SFEM WG Hydrogen renvoi– Recommendation 60/2015 to create a Technical Committee covering the 5 TFs and the already critical issues to be addressed by European standardization new CEN TC 6 Hydrogen in Energy Systems.

Needs

It is stated that the hydrogen purity dispensed at hydrogen refueling points should comply with the technical specifications included in the ISO 14687‐2 standard. The rapid progress of the fuel cell electric vehicles and related technology will require revising this standard towards less constraining detection limits as mentioned directly in the standard. While ensuring the hydrogen specifications, the application of the revised standard through optimised validated analytical methods will enable a reduction in the number of required analyses.

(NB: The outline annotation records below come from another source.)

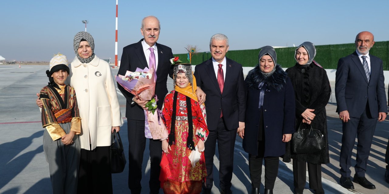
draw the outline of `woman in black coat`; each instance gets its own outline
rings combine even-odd
[[[329,162],[326,105],[329,99],[331,88],[326,70],[313,61],[315,55],[315,45],[310,42],[303,43],[296,49],[296,65],[286,70],[294,89],[296,130],[301,123],[302,127],[305,128],[310,125],[324,135],[325,146],[317,152],[297,154],[291,149],[291,144],[287,144],[283,161],[289,162],[291,158],[293,159],[293,182],[296,194],[303,193],[307,163],[309,188],[317,194],[324,194],[321,164]]]
[[[265,161],[265,193],[272,194],[279,156],[294,131],[294,97],[286,73],[277,64],[275,51],[264,47],[259,64],[249,72],[243,148],[249,154],[252,189],[259,193],[262,161]]]

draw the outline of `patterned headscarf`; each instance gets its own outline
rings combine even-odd
[[[273,69],[268,73],[265,73],[262,71],[261,69],[261,68],[259,68],[259,71],[261,71],[261,73],[265,77],[268,77],[272,75],[275,71],[275,66],[277,65],[277,54],[275,53],[275,50],[274,50],[274,48],[272,47],[265,46],[262,47],[261,48],[262,49],[259,51],[259,53],[258,55],[258,61],[259,61],[258,65],[260,66],[259,64],[261,63],[261,62],[260,61],[261,58],[262,58],[263,55],[266,54],[269,55],[272,57],[272,59],[273,59],[273,62],[274,63],[274,66],[273,68]]]
[[[92,49],[92,55],[88,59],[84,59],[81,57],[78,54],[78,47],[80,45],[80,42],[81,39],[85,39],[89,43]],[[74,39],[73,40],[73,47],[74,48],[74,52],[78,60],[82,63],[88,63],[93,60],[95,58],[95,41],[93,40],[93,37],[90,34],[86,32],[82,31],[76,34],[74,36]]]

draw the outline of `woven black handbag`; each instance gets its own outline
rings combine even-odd
[[[310,153],[321,150],[324,148],[324,137],[320,131],[312,128],[301,129],[300,123],[297,131],[292,137],[292,148],[296,154]]]
[[[112,144],[109,149],[109,161],[111,165],[111,173],[120,173],[126,166],[126,157],[123,152],[123,144],[119,133],[114,130],[111,139]]]

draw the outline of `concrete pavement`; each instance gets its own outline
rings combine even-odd
[[[46,194],[51,192],[48,163],[46,161],[42,147],[44,128],[42,127],[40,114],[35,103],[35,94],[47,84],[48,79],[45,71],[48,66],[0,65],[0,193]],[[118,69],[113,69],[114,74]],[[171,79],[168,86],[172,88]],[[333,94],[335,84],[331,83]],[[125,113],[125,99],[118,92],[121,110],[123,118]],[[333,103],[334,102],[335,96]],[[366,177],[377,187],[370,190],[354,184],[355,191],[349,191],[338,183],[339,177],[339,154],[342,138],[342,125],[335,113],[336,105],[329,104],[326,107],[330,163],[322,166],[323,186],[326,193],[348,194],[389,193],[389,184],[385,182],[384,175],[386,164],[385,151],[389,136],[389,121],[378,123],[372,145]],[[127,123],[121,127],[121,135],[125,148],[126,157],[128,140],[126,137]],[[249,193],[251,183],[249,172],[248,154],[242,147],[242,139],[238,137],[234,155],[234,166],[231,189],[235,194]],[[354,148],[356,147],[354,147]],[[142,193],[149,193],[150,161],[148,145],[144,157]],[[219,193],[219,154],[214,158],[215,170],[213,193]],[[355,163],[356,151],[352,158]],[[276,180],[275,193],[293,193],[293,174],[291,163],[280,161],[280,169]],[[127,187],[128,167],[123,172],[112,174],[114,193],[130,193]],[[354,171],[352,167],[351,170]],[[263,171],[264,172],[264,171]],[[352,175],[354,173],[352,173]],[[264,174],[262,175],[263,192]],[[307,180],[308,180],[307,178]],[[304,193],[313,193],[307,182]]]

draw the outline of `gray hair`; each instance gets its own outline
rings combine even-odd
[[[226,40],[226,43],[227,44],[227,46],[228,46],[228,38],[227,37],[227,36],[223,34],[216,34],[211,37],[211,40],[209,41],[209,46],[211,46],[211,45],[212,44],[212,40],[215,39],[216,40]]]
[[[157,21],[158,21],[158,28],[159,28],[159,29],[161,29],[161,23],[159,23],[159,20],[158,19],[158,18],[157,18],[157,17],[154,16],[146,16],[144,17],[144,18],[143,18],[143,19],[142,20],[142,26],[140,26],[140,28],[143,29],[143,28],[145,27],[145,20],[149,17],[154,17],[157,19]]]

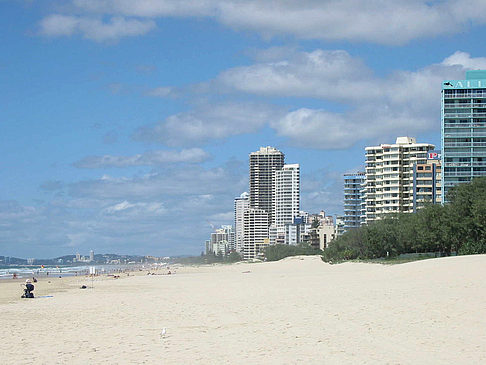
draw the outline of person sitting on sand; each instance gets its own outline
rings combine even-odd
[[[24,289],[24,294],[22,295],[22,298],[33,298],[34,293],[34,285],[32,285],[31,281],[29,279],[25,280],[25,289]]]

The increased transport and storage activities of hydrogen require the development of new and safe storage techniques for large quantities of hydrogen. The newly created working group (WG 25 “Hydrogen absorbed in reversible metal hydride”) within ISO/TC 197 aims at improving the normative framework related to the ISO 16111 standard “Developing Transportable gas storage devices ‐ Hydrogen absorbed in reversible metal hydride”. The last version of 2008 of the standard presents technical limitations for large storage and issues of implementation. The standardisation work in this working group requires broadening the scope of the current standard to larger hydrogen volumes through traceable methods for the measurement of the amount of hydrogen absorbed in the metal hydrides (MH). Currently, the different methods available (i.e. mass methods, mass and volumetric flowmeters) do not provide accurate results.

Objectives

This project aims at evaluating the probability of hydrogen impurity affecting fuel cells and developing analytical techniques for traceable measurements of the hydrogen impurity (research axes for the revision of the ISO 14687‐2 standard). Furthermore, it aims at developing and validating traceable methods to assess accurately the hydrogen mass absorbed and stored in metal hydrides (research axis for the revision of the ISO 16111 standard). The project will contribute to the
standardisation development works through presentations and informative or normative guides.

The objectives are:

1. To develop hydrogen quality specifications for fuel cell vehicles, including tolerance levels for impurities in hydrogen and limits for the degradation of fuel cell performance as per ISO 14687‐2 ‘Hydrogen fuel ‐ Product specification – Part 2: Proton exchange membrane (PEM) fuel cell applications for road vehicles 2012’. This will include recommendations on maximum concentration of individual compounds based on the new fuel cell degradation studies and on the probability of presence.
2. To propose optimised analytical protocols (including fit‐for‐purpose analytical methods) and assess an analyser that enables the implementation of ISO 14687‐2. The multicomponent analyser should have optimised sampling analysis and meet the required detection limits as per business plans ISO/TC 197 “Hydrogen technologies” 2005‐11‐07 and CEN/TC 268 “Cryogenic vessels and specific hydrogen technologies applications” 2014‐04‐04.
3. To develop and validate traceable methods for measuring the hydrogen mass absorbed in storage tanks (hydrides AB, AB2 and AB5), with reference to ISO 16111 “Developing transportable gas storage devices ‐ Hydrogen absorbed in reversible metal hydride”.
4. To contribute to the standards development work of key European and International Standards Developing Organisations ensuring that the outputs of the project are aligned with their needs, communicated quickly to those developing the standards and to those who will use them, and in a form that can be incorporated into the standards at the earliest opportunity.